Ja, das Thema der physikalischen Chemie kann schon ziemlich interessant sein, ist aber mit viel Rechnerei verbunden und kann sehr schnell sehr kompliziert werden. Man mag es gar nicht glauben wie viele Seiten und Stunden man mit den banalsten Dingen füllen kann 

Die Bewertung, dass es in der Prüfung auf die Begründung ankommt und nicht nur auf die Lösung an sich find ich gut  Man soll ja lernen zu denken und nicht nur auswendig lernen ^^


----------



## Rotkaeppchen (4. April 2016)

*AW: Physik Berechnung - Druck, Volumen, Gas - Bitte um Hilfe bei der Lösung^^*

Wenn Dich das Thema wirklich interessiert, lies Dir einfach mal ein Skript zu einer Vorlesung Thermodynakim durch. Das hier scheint ganz verständlich geschrieben und es erhöht Dein Verständnis zu allen Dingen im Auto, bei denen es um Wärme oder Kälte und Gase geht sowie um Verbrennungsprozesse. Du musst nicht alles verstehen, aber alleine die Begriffe zu kennen und die Physik dahinter wird Dir helfen. 
https://www.unibw.de/lrt10/lehre/thermo/Skript2015



TheBadFrag schrieb:


> Spoiler
> 
> 
> 
> ...


Ja, auf zwei Gründen. Zum einen könnte man es sehr einfach berechnen, weil der Wärmeausdehnungskoeffizient vom Behälter (ao man das Material kennt) sehr genau zu bestimmen ist und damit das Volumen. Es spielt aber keine Rolle, außer, dass man weiss, der Druck ist minimal geringer ist als berechnet, irgendwas um ein Promille, und darum  der Effekt zu vernachlässigbar ist. 



TheBadFrag schrieb:


> Die Frage ist allerdings nur eine 4 Punkte Frage gewesen, also wollten die bestimmt eine einfache Antwort haben.

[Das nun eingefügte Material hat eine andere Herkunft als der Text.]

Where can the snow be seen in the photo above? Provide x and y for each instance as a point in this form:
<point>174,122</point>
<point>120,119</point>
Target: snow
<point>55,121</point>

Die Antwort von mir ist ein einfacher Dreisatz. 
Es gibt zwei zusammenhängende Größen, P1 und T1
T1 ändert sich zu T2, Frage, wie hoch ist P2

Wie gesagt, ein Dreisatz....



TheBadFrag schrieb:


> 350kPa gilt in der "Gas-welt" schon als hoher Druck?


Bedingt, die Abweichungen sind eher gering, aber ja, auch bei 3,5 bar gibt es schon real fühlbare Abweichungen vom Verhalten eines relaen Gases. Rechne trotzdem weiter mit einem idealen Gas, die Antwort die ich im  Spoiler gab ist richtig, vergiss die ganzen Betrachtungen zum realen  Gas, viel zu kompliziert. Das würdest Du als Verfahrentechniker ab dem sechsten Semester behandeln.



TheBadFrag schrieb:


> Aber sehr interessant das ganze Thema! Hätte nicht gedacht das es so umfangreich ist.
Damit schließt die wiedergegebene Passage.